What would he tell an NHL general manager who might consider him in the first round?

"I'm going to give you everything I got," he said. "That's the game I play. I'm physical, and whatever I'm asked to do, I can do it. I've played in so many different roles. In the USHL I was playing on the third and fourth lines, and now I'm on the first and second lines. I know how to play in every situation."

Erne was part of a great rookie trio with the Remparts in 2011-12, which included QMJHL Rookie of the Year Mikhail Grigorenko and fellow 2013 draft prospect Anthony Duclair. They combined for 88 goals and 206 points, ranking in the top five all-time for QMJHL rookie threesomes. Erne had 28 goals and 55 points in 64 games.

Grigorenko was chosen by the Buffalo Sabres with the 12th pick of the 2012 NHL Draft; Duclair is No. 35 on Central Scouting's midterm ranking.

"I played a bit with Mikhail … he was different than me, but fun," Erne said. "He slowed the game down and me and [2013 draft prospect] Nick Sorensen speed it up, so it was a good mix of him being able to control in the zone while we flew down."

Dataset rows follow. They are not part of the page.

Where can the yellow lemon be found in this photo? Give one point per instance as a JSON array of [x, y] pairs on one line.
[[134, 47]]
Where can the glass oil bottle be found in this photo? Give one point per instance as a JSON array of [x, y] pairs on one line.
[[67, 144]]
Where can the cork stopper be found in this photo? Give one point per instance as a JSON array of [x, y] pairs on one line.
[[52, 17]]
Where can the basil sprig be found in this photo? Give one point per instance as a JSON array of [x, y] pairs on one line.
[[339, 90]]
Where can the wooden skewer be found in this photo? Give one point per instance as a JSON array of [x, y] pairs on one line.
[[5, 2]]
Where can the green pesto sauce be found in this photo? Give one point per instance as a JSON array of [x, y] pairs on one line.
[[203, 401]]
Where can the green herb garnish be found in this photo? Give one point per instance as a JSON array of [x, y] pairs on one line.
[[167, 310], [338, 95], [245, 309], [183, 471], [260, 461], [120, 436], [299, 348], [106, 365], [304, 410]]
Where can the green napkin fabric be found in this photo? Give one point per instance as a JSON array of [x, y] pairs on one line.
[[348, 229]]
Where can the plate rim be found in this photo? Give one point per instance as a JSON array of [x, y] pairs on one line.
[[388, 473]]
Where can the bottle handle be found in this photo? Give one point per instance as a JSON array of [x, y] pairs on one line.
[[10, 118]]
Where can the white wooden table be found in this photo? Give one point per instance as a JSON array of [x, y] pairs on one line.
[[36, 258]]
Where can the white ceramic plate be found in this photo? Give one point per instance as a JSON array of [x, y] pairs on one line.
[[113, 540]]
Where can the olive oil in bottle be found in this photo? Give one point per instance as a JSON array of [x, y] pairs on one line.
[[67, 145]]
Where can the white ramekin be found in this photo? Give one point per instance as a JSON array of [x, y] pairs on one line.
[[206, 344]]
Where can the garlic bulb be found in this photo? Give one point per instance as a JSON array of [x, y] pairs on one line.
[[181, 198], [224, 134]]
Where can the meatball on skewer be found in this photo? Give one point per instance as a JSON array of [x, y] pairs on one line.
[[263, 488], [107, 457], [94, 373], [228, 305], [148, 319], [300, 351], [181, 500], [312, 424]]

Sorensen is No. 27 on Central Scouting's midterm list.

Erne played for the United States at the 2012 Ivan Hlinka Memorial Tournament, and despite a disappointing seventh-place finish, had five goals and a team-high seven points.

"I knew some of the coaches and players at Ivan Hlinka, so we had a pretty different team, but some of the main guys were the same," Erne said. "It's good to play against guys I've never competed against before, it's an awesome experience."